Her fingers passed over her touchscreen cellphone, quickly texting Cas back and forth. Cassidy Bishop had been her saving grace and only constant friend throughout her employment at the Blair back in Devon City, Illinois. It was where she'd spent half of her life, where she'd developed the most. Her memories of her old life were foggy and much of it was repressed over time.

She was replying to a message about how work was going to be boring without her when the familiar rattle of a truck pulled up behind her. She pushed herself off the hood of her car just in time to see her father and her aunt Rochelle, in the pickup, balancing himself against the door with one arm and the other braced on his crutch. The accident left him with a permanent limp in his right leg after a severe break at the knee and he hadn't walked straight since.

He was a modest man but handsome. Thomas was dressed in his usual plaid shirt and his favorite pair of worn blue jeans. They'd been patched and sewn more times than she could count. They were his good luck jeans. Under the arch of his dark brows, his eyes were steel blue and they missed nothing. Her aunt had always told her he was a hawk amongst people. That he could spot the bad ones in an instant. Aunt Ruth was straight as an arrow, lean and muscled, with long tawny hair put up into a high ponytail. 

Where Thomas was ashen-haired and blue-eyed, like Ruth, Selene had inherited her mother's thick honeycomb hair and deep jade eyes. 

She threw an arm around him when he got near. "Hey, darlin'," Thomas said, kissing her temple. "How was your trip? That rust-bucket fall apart yet?" They hadn't seen each other in weeks -- Selene had been living with Cas in her loft apartment for months and was working nights at the bar. With Thomas on the outskirts of the city, Selene just lost touch with him for a while. 

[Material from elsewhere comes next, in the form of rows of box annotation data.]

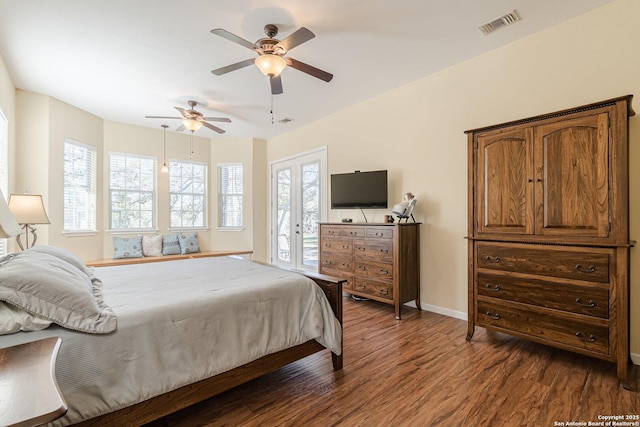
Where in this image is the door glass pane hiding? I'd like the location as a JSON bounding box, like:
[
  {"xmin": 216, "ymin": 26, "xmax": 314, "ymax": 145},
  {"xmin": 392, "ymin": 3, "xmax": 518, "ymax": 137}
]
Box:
[
  {"xmin": 276, "ymin": 169, "xmax": 291, "ymax": 262},
  {"xmin": 300, "ymin": 162, "xmax": 320, "ymax": 267}
]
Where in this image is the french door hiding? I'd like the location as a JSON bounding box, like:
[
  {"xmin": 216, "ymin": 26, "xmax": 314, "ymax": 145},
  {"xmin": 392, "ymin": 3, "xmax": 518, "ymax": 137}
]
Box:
[{"xmin": 271, "ymin": 148, "xmax": 327, "ymax": 271}]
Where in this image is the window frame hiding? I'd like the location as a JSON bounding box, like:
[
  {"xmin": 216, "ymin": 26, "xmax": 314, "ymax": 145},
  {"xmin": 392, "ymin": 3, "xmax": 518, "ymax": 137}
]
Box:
[
  {"xmin": 168, "ymin": 159, "xmax": 209, "ymax": 231},
  {"xmin": 216, "ymin": 162, "xmax": 245, "ymax": 231},
  {"xmin": 108, "ymin": 151, "xmax": 158, "ymax": 234},
  {"xmin": 62, "ymin": 137, "xmax": 98, "ymax": 235}
]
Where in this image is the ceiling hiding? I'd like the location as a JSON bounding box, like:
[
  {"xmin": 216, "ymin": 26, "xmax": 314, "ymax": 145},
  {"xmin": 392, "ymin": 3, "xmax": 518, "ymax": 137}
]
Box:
[{"xmin": 0, "ymin": 0, "xmax": 613, "ymax": 139}]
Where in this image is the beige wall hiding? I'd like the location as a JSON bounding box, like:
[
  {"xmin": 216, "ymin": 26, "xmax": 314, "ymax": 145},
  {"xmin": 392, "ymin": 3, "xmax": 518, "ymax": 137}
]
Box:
[{"xmin": 267, "ymin": 0, "xmax": 640, "ymax": 353}]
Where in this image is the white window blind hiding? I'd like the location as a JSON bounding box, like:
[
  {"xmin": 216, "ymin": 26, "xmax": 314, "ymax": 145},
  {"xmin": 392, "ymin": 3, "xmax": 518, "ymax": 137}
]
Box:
[
  {"xmin": 0, "ymin": 110, "xmax": 9, "ymax": 256},
  {"xmin": 109, "ymin": 153, "xmax": 156, "ymax": 230},
  {"xmin": 64, "ymin": 138, "xmax": 97, "ymax": 232},
  {"xmin": 218, "ymin": 163, "xmax": 243, "ymax": 228},
  {"xmin": 169, "ymin": 161, "xmax": 207, "ymax": 228}
]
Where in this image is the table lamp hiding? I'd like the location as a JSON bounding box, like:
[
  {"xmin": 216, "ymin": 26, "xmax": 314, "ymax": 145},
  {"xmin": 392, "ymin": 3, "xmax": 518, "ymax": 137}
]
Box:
[{"xmin": 9, "ymin": 194, "xmax": 51, "ymax": 250}]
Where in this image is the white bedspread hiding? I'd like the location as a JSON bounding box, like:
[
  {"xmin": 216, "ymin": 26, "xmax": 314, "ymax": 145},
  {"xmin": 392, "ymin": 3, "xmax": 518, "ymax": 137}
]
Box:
[{"xmin": 0, "ymin": 258, "xmax": 342, "ymax": 425}]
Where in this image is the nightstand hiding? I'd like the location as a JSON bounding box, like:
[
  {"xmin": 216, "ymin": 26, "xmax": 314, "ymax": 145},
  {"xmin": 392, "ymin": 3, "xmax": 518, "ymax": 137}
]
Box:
[{"xmin": 0, "ymin": 337, "xmax": 67, "ymax": 426}]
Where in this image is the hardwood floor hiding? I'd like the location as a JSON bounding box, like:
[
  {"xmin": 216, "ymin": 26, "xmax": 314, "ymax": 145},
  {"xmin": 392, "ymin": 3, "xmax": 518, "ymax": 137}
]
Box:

Selene looked over at the old Chevelle in the drive. He always complained about the condition she was in. All the old gal needed was a new coat of paint and perhaps an oil change...and something did rattle precariously in the engine. "It was longer than I thought it would be," she smiled, "And she drove very well. I'm afraid she'll outlive us all."

Raina brought the car in the nineties, at half-price in a quick-sell car lot, and it was already twenty years old. Thomas insisted on getting rid of it, Selene figured it reminded him too much of her, even though if she asked him, he would flat deny it. While he'd offered to buy her a much safer vehicle, she simply couldn't part with her. It was asking her to cut off a healthy limb. The car was a piece of her as it was a piece of her mother and she didn't have much to remember her by besides the rare picture of her parents, her small collection of family photos that mainly consisted of Selene as a child, and an old jewelry box.